Für uns ging am nächsten Morgen unsere Reise weiter nach Karlovac für eine Übernachtung.
Montag, 17.4.2023 Karlovac
Unser Zwischenstopp in Karlovac für eine Nacht war ehr dem Umstand geschuldet, dass eine durchgehende Verbindung von Knin nach Osijek mit einem zu großen Risiko verbunden gewesen wäre, irgendwo in der Pampa zu stranden, da die Umsteigezeiten extrem kurz gewesen wären. Karlovac bot sich an, da wir in Zagreb bereits waren und diese Stadt auf dem Weg war und nicht gänzlich langweilig klang. Nun ja, ich würde mal sagen, hätten wir nicht hier gehalten, hätten wir nichts verpasst, zumindest war das der erste Eindruck. Das ganze Zentrum war eine Baustelle, von der aufgerissenen Fußgängerzone bis hin zu vielen eingerüsteten Gebäuden, so als wär man jetzt mit der Restaurierung aller wichtigen Orte an der Küste und der Hauptstadt Zagreb fertig und hätte sich nun für diese Stadt entschieden. Es war auch bitter nötig, denn hier war Verfall und Leerstand wirklich überall gegenwärtig. Wie es hier in ein paar Jahren aussieht, könnte schon interessant sein. Dass wir gerade graues, regnerisches Wetter hatten, machte das Ganze hier nicht ansehnlicher. Hinzu kam am Abend noch, dass die meisten Leute wohl noch mit Ofen heizen und die Luft draußen nach meinem Empfinden furchtbar verraucht war. Man musste schon Pfadfinder sein, um das Schlafen im Rauch zu mögen. Unser Apartment war schön nahe am Bahnhof und an sich nicht schlecht, Problem war nur, dass wir einen Kachelofen hatten und unser Vermieter wohl meinte, gut für uns einheizen zu müssen. Jetzt hatten wir einen richtig heißen Ofen direkt neben dem Bett, den wir nicht ausbekamen! Da es sicher um die 30? im Zimmer war, blieb uns nichts anderes übrig, als gleichzeitig die Klimaanlage zum Kühlen zu nutzen, denn durchs Fenster kam nur verqualmte Luft. Energietechnisch war das wirklich eine Schande, aber wir hatten nun mal keine arktischen Temperaturen, die den Ofen nötig machten.

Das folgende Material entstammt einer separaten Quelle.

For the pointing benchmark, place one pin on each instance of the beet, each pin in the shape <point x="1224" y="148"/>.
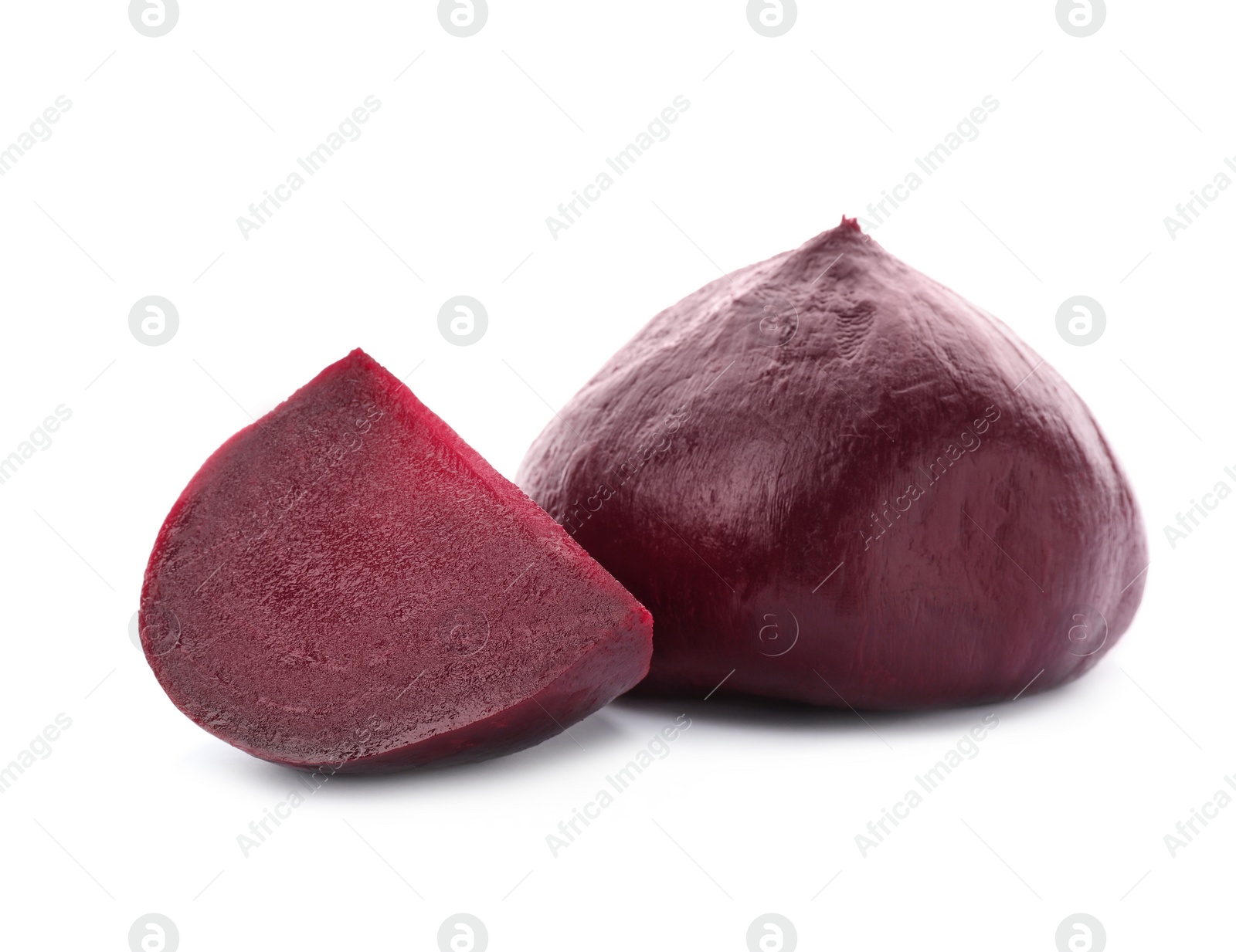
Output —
<point x="348" y="584"/>
<point x="834" y="480"/>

Die 4 Stunden Fahrt von Knin hierhin waren sehr unterhaltsam. Die erste Klasse war gut gefüllt und wir waren zuerst nicht gerade begeistert, aber wir kamen ins Gespräch mit dem Ehepaar, das uns direkt gegenüber saß. Ich hatte sie Englisch reden hören und angesprochen und so kam raus, dass sie aus England und ebenfalls auf Interrailtour waren. Es waren die ersten „Oldies“ wie wir, die wir auf diese Art reisend kennenlernten, so gab es interessanten Gesprächsstoff. Noch dazu waren beide ebenso Vielreisende wie wir und die Frau hatte sich ebenfalls vorzeitig in den Ruhestand begeben. Im Gespräch verflogen die Stunden angenehm schnell, ansonsten waren die kroatischen Züge schon sehr langsam. Für die rund 200 km brauchten wir mit dem IC immerhin 4 Stunden.

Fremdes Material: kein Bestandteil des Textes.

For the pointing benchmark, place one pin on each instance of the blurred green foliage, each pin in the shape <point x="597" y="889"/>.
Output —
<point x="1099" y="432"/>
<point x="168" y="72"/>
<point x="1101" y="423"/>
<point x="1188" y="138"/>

Dienstag, 18.4.2023 Fahrt nach Osijek
Ca 7 Std Zugfahrt können interessant sein, wenn sie durch schöne Landschaften führt, gibt es unterwegs aber nur Felder, Brachland und vereinzelte Dörfer, kann sie ziemlich öde werden. Das Hinterland Kroatiens, zwischen Bosnien Herzegowina, Ungarn und Serbien bot den Augen sehr wenig Abwechslung und unser Regionalzug kroch mit ca. 50 km/h von „Milchkanne zu Milchkanne“. Eine Internetverbindung bestand, zumindest bei meinem Handy, das in letzter Zeit immer wieder Probleme hatte, sich nach einem Funkloch wieder ins Netz einzuloggen, nur rudimentär. Da blieb nur noch Lesen oder gelegentlich Stefan beim Würfelspiel zu besiegen. Letzteres durfte ich auch nicht übertreiben, sonst spielte er wohlmöglich nicht mehr mit mir und außerdem hatten wir unseren 32. Hochzeitstag und da musste man lieb zueinander sein, oder???
Endlich kamen wir an und die Stadt machte gleich einen viel besseren Eindruck. Unser Apartment und unsere Vermieterin waren nett und wir gingen zur Feier des Tages am Abend essen.,??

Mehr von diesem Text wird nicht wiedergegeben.